Entorno urbano y monumentos
Un paseo por Mohernando será suficiente para apreciar su importancia histórica aun palpable en las construcciones que nos han llegado a nuestros días:
Iglesia Parroquial de Ntra. Sra. De la Luz Bella
Constituye esta edificación un importante y bien ponderado volumen aunque su peculiaridad viene dada a través de sus dos etapas constructivas bien diferenciadas en años y en su aspecto externo.
De la primera etapa, siglo XVI, se conserva la cabecera de estructura poligonal y hecho de hiladas de mampuesto separadas regularmente por una hilada de ladrillo, las sillería se utiliza para los contrafuertes, cornisas, puertas y ventanas; presenta una puerta de medio punto con alfiz partido y una ventana abocinada en su lado norte, posee un gran arco triunfal ojival que daría acceso a la nave y el campanario de estilo renacentista, quedando cada una de estas partes situadas en los extremos, y todo lo que es el cuerpo de la iglesia, es decir que ocupa la parte central, pertenece a la segunda etapa del siglo XX.
La torre sería el otro elemento original que se conserva, hecha toda ella en sillería presenta tres cuerpo, el inferior con una pequeña abocinada en su lado oeste y el superior con el cuerpo de campanas y dos vanos por lado; se encuentra rematada por una cornisa moldurada.
En el exterior de la cabecera se observan una serie de bellos escudos de los Eraso y Peralta.
Al interior en el antiguo templo destaca de manera especial el gran grupo escultórico del enterramiento de D. Francisco de Eraso, junto a su esposa D. Mariana de Peralta amparadas la pareja por la figura generosa de San Francisco. Este grupo, de factura perfecta, bellísimamente trazada sobre el mármol, es casi seguro que se debe a la mano del escultor Juan Bautista Monegro.

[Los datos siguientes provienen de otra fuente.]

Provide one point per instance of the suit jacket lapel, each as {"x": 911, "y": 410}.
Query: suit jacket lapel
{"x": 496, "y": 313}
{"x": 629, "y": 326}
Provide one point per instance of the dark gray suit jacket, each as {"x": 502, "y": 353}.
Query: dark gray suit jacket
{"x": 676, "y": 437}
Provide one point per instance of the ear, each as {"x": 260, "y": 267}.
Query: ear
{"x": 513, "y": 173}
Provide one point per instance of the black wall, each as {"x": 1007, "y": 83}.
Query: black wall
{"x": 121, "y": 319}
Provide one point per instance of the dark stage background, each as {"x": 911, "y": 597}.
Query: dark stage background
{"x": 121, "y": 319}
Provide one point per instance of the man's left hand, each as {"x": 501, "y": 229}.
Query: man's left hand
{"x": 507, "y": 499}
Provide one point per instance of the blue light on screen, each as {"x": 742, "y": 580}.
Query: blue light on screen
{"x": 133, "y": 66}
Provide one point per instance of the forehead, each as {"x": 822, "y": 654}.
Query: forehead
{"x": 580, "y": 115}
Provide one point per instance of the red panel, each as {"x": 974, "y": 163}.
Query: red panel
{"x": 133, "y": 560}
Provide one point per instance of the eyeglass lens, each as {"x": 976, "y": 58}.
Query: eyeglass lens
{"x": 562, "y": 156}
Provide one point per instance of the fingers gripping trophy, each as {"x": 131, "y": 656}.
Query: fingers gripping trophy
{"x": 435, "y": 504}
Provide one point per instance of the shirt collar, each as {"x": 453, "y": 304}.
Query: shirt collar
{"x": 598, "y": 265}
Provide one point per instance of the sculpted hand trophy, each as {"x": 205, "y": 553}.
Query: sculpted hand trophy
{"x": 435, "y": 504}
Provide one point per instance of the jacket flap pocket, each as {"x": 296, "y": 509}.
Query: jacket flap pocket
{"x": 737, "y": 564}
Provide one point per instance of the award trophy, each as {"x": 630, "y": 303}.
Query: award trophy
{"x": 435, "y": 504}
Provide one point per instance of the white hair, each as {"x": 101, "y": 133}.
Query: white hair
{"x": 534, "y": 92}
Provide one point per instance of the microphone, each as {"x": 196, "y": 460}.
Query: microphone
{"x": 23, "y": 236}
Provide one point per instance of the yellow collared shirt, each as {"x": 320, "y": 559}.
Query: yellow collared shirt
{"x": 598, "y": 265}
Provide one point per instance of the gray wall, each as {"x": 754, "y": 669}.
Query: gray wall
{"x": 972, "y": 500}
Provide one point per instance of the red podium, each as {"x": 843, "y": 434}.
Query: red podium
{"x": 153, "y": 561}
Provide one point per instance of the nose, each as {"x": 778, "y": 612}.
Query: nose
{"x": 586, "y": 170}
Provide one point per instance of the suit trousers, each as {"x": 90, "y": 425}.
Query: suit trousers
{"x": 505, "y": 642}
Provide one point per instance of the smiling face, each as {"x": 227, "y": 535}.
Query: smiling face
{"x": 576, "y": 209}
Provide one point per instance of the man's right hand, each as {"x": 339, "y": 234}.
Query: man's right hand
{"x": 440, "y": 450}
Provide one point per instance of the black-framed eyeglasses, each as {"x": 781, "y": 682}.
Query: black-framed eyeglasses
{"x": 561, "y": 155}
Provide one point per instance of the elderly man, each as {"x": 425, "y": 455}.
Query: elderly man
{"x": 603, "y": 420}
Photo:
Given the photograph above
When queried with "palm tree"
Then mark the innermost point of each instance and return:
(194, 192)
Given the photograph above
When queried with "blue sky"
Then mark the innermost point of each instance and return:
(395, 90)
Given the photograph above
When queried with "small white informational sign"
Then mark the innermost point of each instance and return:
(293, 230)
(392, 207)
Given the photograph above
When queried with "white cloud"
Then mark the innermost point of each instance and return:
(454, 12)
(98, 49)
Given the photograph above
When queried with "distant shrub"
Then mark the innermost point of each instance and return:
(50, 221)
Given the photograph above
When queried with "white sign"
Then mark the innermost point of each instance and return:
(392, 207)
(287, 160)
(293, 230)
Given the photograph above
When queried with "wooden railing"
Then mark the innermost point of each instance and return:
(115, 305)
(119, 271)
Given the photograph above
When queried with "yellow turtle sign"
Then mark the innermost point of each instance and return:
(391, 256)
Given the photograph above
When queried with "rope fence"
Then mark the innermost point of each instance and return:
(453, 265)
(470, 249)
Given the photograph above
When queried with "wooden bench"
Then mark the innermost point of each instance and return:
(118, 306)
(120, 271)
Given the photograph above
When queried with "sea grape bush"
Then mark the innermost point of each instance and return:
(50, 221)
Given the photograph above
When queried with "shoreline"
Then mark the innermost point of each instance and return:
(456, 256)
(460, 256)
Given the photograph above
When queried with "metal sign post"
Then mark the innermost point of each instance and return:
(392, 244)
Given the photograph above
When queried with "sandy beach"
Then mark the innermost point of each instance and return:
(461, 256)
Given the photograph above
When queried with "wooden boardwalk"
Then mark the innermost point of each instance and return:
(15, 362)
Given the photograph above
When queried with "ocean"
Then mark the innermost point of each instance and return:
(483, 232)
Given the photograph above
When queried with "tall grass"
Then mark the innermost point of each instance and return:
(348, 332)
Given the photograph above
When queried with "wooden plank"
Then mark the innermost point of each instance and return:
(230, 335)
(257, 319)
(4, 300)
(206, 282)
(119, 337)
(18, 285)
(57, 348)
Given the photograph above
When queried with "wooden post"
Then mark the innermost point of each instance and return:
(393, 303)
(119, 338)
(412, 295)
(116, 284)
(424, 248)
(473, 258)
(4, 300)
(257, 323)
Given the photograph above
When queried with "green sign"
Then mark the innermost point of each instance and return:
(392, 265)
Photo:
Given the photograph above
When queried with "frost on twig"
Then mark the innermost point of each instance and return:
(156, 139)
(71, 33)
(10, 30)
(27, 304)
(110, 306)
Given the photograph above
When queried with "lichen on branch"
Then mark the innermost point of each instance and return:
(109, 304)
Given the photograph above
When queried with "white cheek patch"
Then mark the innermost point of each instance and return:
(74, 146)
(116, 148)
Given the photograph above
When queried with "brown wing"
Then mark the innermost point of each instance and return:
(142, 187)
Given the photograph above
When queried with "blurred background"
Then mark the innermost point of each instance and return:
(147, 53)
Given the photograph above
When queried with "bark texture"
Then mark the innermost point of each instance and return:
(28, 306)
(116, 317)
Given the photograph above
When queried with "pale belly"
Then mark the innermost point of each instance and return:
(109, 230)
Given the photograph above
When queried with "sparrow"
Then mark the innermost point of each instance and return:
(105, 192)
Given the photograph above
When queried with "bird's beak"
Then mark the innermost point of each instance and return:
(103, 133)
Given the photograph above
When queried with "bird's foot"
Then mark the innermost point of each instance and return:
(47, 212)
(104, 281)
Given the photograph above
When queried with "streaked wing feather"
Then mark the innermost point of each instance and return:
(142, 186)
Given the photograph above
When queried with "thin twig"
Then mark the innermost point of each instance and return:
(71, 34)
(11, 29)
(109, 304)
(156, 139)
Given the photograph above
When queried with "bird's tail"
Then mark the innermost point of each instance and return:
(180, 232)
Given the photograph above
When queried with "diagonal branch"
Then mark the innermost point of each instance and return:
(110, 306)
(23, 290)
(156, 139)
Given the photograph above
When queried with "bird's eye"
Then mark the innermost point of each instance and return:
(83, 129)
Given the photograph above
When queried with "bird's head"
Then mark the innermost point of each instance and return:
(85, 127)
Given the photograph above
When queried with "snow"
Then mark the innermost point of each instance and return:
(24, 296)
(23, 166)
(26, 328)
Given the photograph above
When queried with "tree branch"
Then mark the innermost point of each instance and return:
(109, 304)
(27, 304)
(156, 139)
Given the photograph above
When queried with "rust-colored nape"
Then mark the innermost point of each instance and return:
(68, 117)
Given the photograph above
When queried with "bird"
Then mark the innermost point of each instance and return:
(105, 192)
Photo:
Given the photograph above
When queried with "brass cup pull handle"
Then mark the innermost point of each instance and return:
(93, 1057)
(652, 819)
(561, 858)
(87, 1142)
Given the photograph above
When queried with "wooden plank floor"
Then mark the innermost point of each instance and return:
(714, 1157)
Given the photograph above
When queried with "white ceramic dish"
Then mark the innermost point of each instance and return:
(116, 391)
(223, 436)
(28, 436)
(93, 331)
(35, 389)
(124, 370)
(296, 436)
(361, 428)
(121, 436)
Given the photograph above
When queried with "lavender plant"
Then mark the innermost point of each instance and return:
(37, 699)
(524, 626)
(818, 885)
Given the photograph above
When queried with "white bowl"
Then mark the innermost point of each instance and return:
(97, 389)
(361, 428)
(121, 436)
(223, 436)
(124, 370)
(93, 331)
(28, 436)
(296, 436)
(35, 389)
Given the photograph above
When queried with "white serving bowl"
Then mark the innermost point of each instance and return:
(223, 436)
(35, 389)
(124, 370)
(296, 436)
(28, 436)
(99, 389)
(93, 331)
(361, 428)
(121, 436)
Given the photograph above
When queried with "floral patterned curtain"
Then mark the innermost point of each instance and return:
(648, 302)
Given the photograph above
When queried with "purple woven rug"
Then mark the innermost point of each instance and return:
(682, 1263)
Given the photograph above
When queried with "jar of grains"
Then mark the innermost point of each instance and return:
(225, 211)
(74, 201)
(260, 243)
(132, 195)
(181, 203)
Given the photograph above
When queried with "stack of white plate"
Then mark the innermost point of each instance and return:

Tras hundirse el edificio por el mal cuidado de su cubierta durante decenios, se salvó el conjunto escultórico albergándolo en el Museo de Arte Antiguo de Sigüenza. Rehecha y cubierta la cabecera, hoy por fin se han vuelto a la iglesia parroquial de Mohernando.
Picota o rollo
En la ancha plaza mayor luce la que simbolizó durante muchos siglos su calidad de villa y cabeza de la encomienda. Se trata de la tradicional picota o rollo del siglo XVI. Levantada sobre un plinto de sillares calizos que forman una planta cuadrada y cuatro escalones. Un fuste de una única pieza sobre una base sencilla y el remate de un capitel con motivos vegetales desarrollados, como si estuviera imitando un antiguo capitel corintio. Sobre la superficie del capitel se levanta un pequeño remate geométrico formado por un cubo de piedra y rematado por otra pieza en forma piramidal.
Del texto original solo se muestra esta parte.